DREAM4 RTT: Drugs to REActivate Mecp2 for Rett Syndrome

In female mammals, the X chromosome inactivation (XCI) process randomly silences one of the two X chromosomes. Patients with RTT carry mutations within one of the MECP2 alleles. Genetic heterozygosity of RTT and somatic mosaicism due to the random nature of XCI imply that the healthy allele, while physically present in all cells of patients (i.e., neurons), is only expressed in half of cells. Consequently, the effects of these mutations - at single cell level - depend on whether the X chromosome carrying the mutant allele is active (Xa) or inactive (Xi). Restoration of MeCP2 expression in Mecp2-null mice reverses neurologic deficits in adult animals. Therefore, an emerging treatment strategy for patients is to selectively reactivate the healthy allele on the Xi, through pharmacological destabilization of X-silencing. Currently, these approaches lead to unsilencing of large portions of Xi and simultaneous re-expression of several X-linked genes with severe side-effects.

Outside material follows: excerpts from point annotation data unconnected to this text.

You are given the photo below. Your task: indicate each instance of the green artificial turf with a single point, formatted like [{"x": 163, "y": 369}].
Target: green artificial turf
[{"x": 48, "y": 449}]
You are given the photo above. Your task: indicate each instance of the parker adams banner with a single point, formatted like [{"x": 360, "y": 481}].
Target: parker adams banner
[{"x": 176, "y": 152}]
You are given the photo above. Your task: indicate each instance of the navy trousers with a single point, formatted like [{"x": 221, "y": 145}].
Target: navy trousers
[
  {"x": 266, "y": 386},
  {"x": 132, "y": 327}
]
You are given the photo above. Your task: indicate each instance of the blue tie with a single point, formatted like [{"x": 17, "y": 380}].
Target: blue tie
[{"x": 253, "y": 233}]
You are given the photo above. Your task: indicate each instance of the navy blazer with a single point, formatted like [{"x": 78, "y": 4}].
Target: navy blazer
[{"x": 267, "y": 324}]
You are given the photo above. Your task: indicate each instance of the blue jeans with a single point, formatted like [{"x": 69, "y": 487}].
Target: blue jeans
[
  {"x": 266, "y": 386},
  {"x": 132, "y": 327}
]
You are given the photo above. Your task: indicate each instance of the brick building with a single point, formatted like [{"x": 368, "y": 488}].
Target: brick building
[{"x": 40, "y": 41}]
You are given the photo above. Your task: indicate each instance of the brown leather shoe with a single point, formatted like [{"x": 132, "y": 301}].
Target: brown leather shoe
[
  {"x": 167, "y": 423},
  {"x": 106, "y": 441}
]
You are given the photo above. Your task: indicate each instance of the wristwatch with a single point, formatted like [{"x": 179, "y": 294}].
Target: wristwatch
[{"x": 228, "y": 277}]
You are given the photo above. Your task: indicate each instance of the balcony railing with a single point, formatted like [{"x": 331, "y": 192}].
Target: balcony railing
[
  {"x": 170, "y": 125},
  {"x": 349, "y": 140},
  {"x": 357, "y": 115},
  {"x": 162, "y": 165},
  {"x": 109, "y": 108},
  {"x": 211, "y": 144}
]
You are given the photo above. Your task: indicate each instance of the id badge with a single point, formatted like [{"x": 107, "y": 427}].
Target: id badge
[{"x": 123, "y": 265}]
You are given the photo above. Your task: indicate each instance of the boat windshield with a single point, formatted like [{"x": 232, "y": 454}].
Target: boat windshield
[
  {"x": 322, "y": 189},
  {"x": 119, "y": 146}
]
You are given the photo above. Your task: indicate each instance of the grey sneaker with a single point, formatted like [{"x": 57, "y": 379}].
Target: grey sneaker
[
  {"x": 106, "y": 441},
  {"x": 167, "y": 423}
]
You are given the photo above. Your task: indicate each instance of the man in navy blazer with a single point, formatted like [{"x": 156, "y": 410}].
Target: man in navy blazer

The silencing of X-linked genes is extremely heterogeneous in kinetics and efficiency, suggesting that local gene context and epigenetic features might affect the maintenance of inactive state and, therefore, the susceptibility of gene loci to be reactivated. Thus, Xi reactivation at single gene level might be feasible. To identify the molecular players involved in MeCP2 epigenetic silencing, we have been funded by AIRETT Onlus. We generated mice carrying a double autofluorescent reporter system, where different tags are inserted within each allele of Mecp2 (XMecp2:eGFP/XMecp2:mCherry). The X-encoded autofluorescence would make possible to follow the XCI status in mouse-derived cells and physically separate cell sub-populations on the basis of their active Mecp2-tagged allele. This dual-color reporter cell system, conceived to recapture reactivation events at the Mecp2 locus, will be exploited to screen collections of epigenetic compounds (epidrugs). Precisely, the appearance of the latent autofluorescence will serve as a quantitative readout for the reactivation of the transgene carried by Xi. In a post-validation step, the locus-specificity of selected epidrugs will be then evaluated by allele-specific transcriptomic analysis in an independent cell system, taking advantage of informative expressed polymorphisms at whole-genome scale. Compounds able to reactivate the silent allele of CDKL5 will be also looked for.